Alexander F. Remington at The Washington Post called their self-titled album, “superlative progressive rock and one of the best rock albums of the year.” “Progressive”- I hate that term. What does that mean anymore? There is “progressive rock,” as in the genre that budded from the late ‘60s, but according to the prog-rock gods, ITP does not fit that definition. (I hate defining genres too.) It is also used in context of innovation, but it should be a given that
all good music is supposed to be perpetually evolving, adventurous…progressive. It is the silly magic word bands use to convince their fans (and themselves) that their music is genuine and forward thinking. The truth is, only a handful of acts today are truly progressive.

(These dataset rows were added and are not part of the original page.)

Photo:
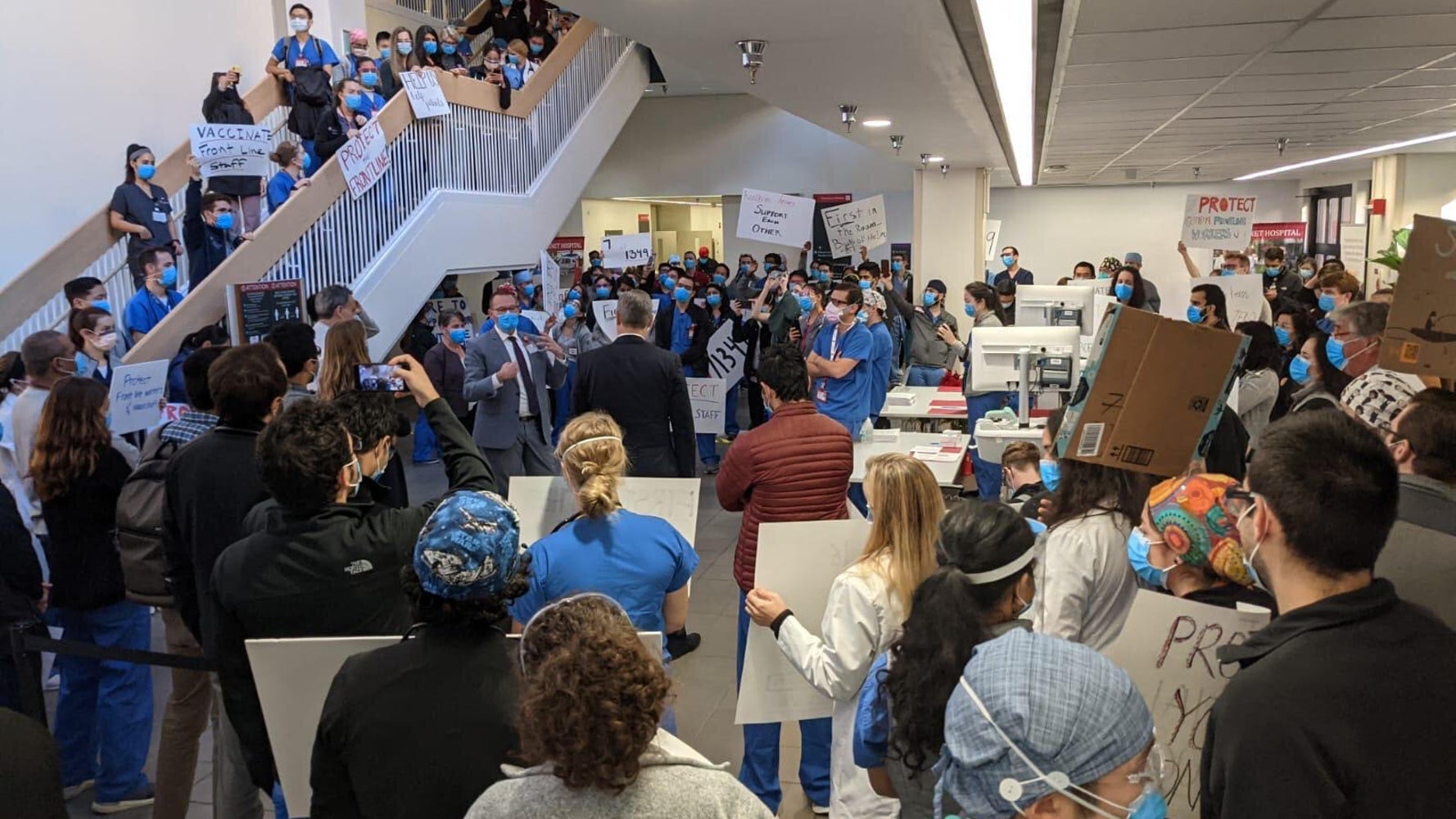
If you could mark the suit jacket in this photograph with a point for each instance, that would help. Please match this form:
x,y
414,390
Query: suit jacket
x,y
642,388
497,413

This is not to say that their music is a load of crap. In fact, I do enjoy the chorus of “Broken Words” and the stop-time groove of “The Garden.” Alexander’s drumming is solid as usual. Maldonado also has a killer voice, but we’ve heard it all before.
They pride themselves on having recorded the whole album on tape instead of going digital. This seems to be a selling point of the album. Only the gear heads care about that kind of stuff. Most people under 24 don’t even know what a tape machine looks like anymore. So as much as I find distaste for this album, I still appreciated their musical efforts…I just wasn’t in love.